It may be difficult for those outside the healthcare field to understand what Stephanie Kilpatrick and Debra Potterfield, owners of Self-Insured Solutions, do. Their clients are companies with self-insured healthcare, third party administrators and workers’ compensation.
Simply put, Potterfield says, “I’m a medical professional and I want everyone to do the right thing. We communicate with the medical community to make sure the correct medical course is delivered within the law and at a fair cost.”
That includes such things as bill review and auditing, fraud investigations, pre-certification and claims reviews, case management, consultation for coding and billing issues, and medical cost projections.
“Our goal is to see that the appropriate treatment is provided at the right place,” Kilpatrick said.
Both business owners are registered nurses with many years of experience. Each had her own business before coming together in 2002 to begin Self-Insured Solutions. They saw a need to assist companies with reducing the costs of workers’ compensation, group health, liability and long-term care costs while maintaining the quality assurance of their healthcare delivery system.
“We look at what a company needs and customize services for what’s important to them,” Potterfield said. “It’s a relationship business, and we always want to be available to the claimant.”
She describes Self-Insured Solutions as a hands-on business that is small (eight employees) and will remain that way. Five different circles — carrier, patient, provider, employer and Self-Insured Solutions — all touch and interact, she and Kilpatrick believe.
“We never forget, first and foremost, that we are advocates for the patients,” Potterfield said. “Second, like any other business, healthcare providers must care about the bottom line and the management of group and workers’ compensation must take this bottom line into account to save money.”
Foster Wellburn is a satisfied customer. He is director of the Mississippi Manufacturers Association Workers’ Compensation Group, comprised of 300 employers with over 16,000 employees.
“We strive to see that each injured employee receives the highest degree of care at a reasonable price,” he said. “One of the ways we do this is by employing Self-Insured Solutions. That allows us to personalize the medical care received by the injured employee while reducing our overall medical costs.”
He added that in his 25 years in the business, he has used other vendors and looked at other products but feels that Potterfield and Kilpatrick are the gold standard against which other medical bill review, pre-certification and medical management companies are measured.
Self-Insured Solutions is one of a few such companies doing business in the state. Their operations extend to Alabama, Arkansas, New Jersey and Tennessee. They review appropriateness of all services against a national database of criteria.
For instance, if a patient with a back injury were told on his first visit to a doctor that surgery is required, that would throw up a red flag for the professionals at Self-Insured Solutions.
“There are certain things — physical therapy and anti-inflammatory medication — that could be tried before surgery,” Potterfield said. “To protect the patient and employer, we make sure the doctor does the normal things for medical practice.”
The owners of Self-Insured Solutions and their caseworkers have one-to-one meetings to assist patients with recovery and to develop a plan. They also work with providers and employers to negotiate care and cost solutions.
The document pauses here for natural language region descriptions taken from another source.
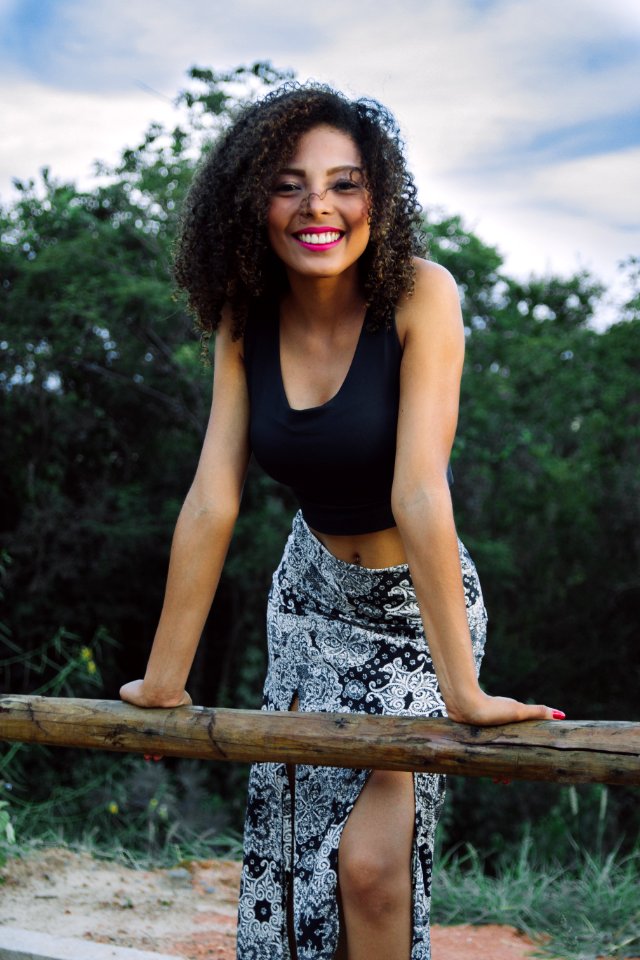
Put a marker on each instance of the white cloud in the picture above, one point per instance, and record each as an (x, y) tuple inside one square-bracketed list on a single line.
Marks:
[(473, 85)]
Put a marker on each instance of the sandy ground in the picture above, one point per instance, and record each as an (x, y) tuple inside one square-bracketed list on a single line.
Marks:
[(188, 911)]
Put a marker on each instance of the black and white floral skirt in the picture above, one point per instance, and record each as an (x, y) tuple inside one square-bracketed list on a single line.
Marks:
[(342, 638)]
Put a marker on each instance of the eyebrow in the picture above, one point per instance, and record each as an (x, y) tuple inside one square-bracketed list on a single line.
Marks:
[(298, 172)]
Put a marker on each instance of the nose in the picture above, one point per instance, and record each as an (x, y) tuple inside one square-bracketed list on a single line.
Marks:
[(314, 202)]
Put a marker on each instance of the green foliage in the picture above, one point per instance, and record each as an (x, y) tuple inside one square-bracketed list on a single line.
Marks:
[(587, 911), (104, 407)]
“It’s very important that we have a lot of trust throughout,” she added. “A strong relationship with vendors is necessary if we need to negotiate something like a discount for an artificial leg. They know we won’t ask for anything out of the norm.”
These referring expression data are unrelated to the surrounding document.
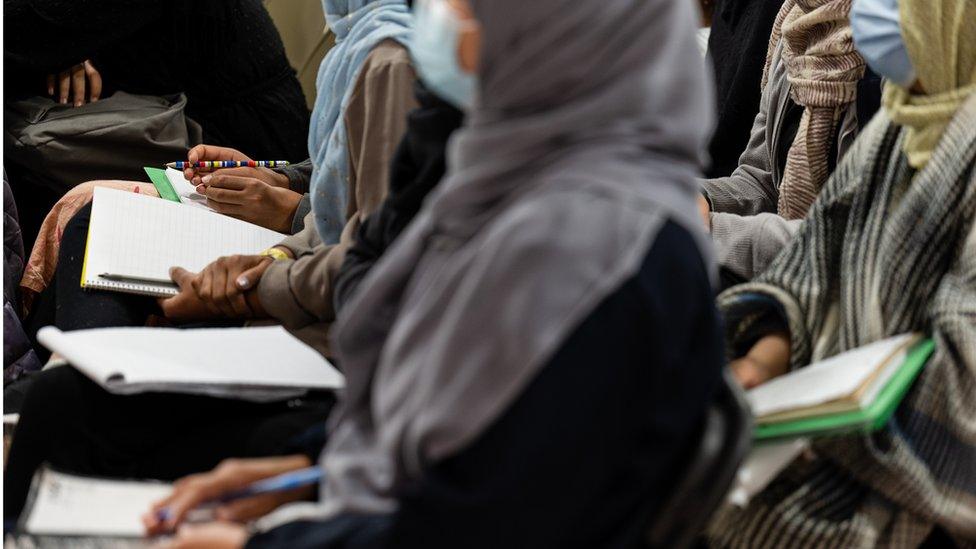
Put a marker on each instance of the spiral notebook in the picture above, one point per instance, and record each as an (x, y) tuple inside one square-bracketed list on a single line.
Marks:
[(134, 239), (259, 364)]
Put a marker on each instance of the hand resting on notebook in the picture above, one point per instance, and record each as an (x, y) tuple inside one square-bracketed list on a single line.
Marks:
[(250, 199), (256, 195), (231, 475), (223, 289), (768, 358)]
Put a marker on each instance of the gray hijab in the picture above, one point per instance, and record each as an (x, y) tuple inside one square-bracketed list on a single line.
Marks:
[(587, 136)]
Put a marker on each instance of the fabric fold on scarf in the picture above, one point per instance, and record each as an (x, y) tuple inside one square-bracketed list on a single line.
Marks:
[(941, 42), (359, 26), (823, 69)]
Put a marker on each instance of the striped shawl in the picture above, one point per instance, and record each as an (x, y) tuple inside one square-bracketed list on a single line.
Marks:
[(884, 250)]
Stephanie Gilcrease, claims manager for Benefit Management Systems in Madison, is responsible for 10,000 employee lives and is pleased with the large case management and pre-certification for group health that Self-Insured Solutions provides.
“They’re wonderful and go above and beyond what they’re supposed to do,” she said. “They get on a personal level with patients and keep up with them on a daily basis. Their expertise is superb.”
Potterfield, who projects that her business will double in the next five years, says there is a healthcare crisis in this country. “Costs are rising at phenomenal levels to keep up with technology,” she said. “The more technology and specialists we have, employers are having a harder time providing insurance.”
She feels there must be some controls put on costs and profit margins, particularly with pharmaceutical companies and technology.
Potterfield is originally from upstate New York and worked with the Foreign Service in India taking care of 650 Americans. She has worked in hospitals, is a certified case manager and one of 10,000 nurses nationally certified in patient rehabilitation.
A native Mississippian, Kilpatrick began her career as an Army operating room trauma nurse serving in the Vietnam War. She has been a hospital director of nursing, worked 13 years in care management and is one of very few nurse certified medical coders in the state.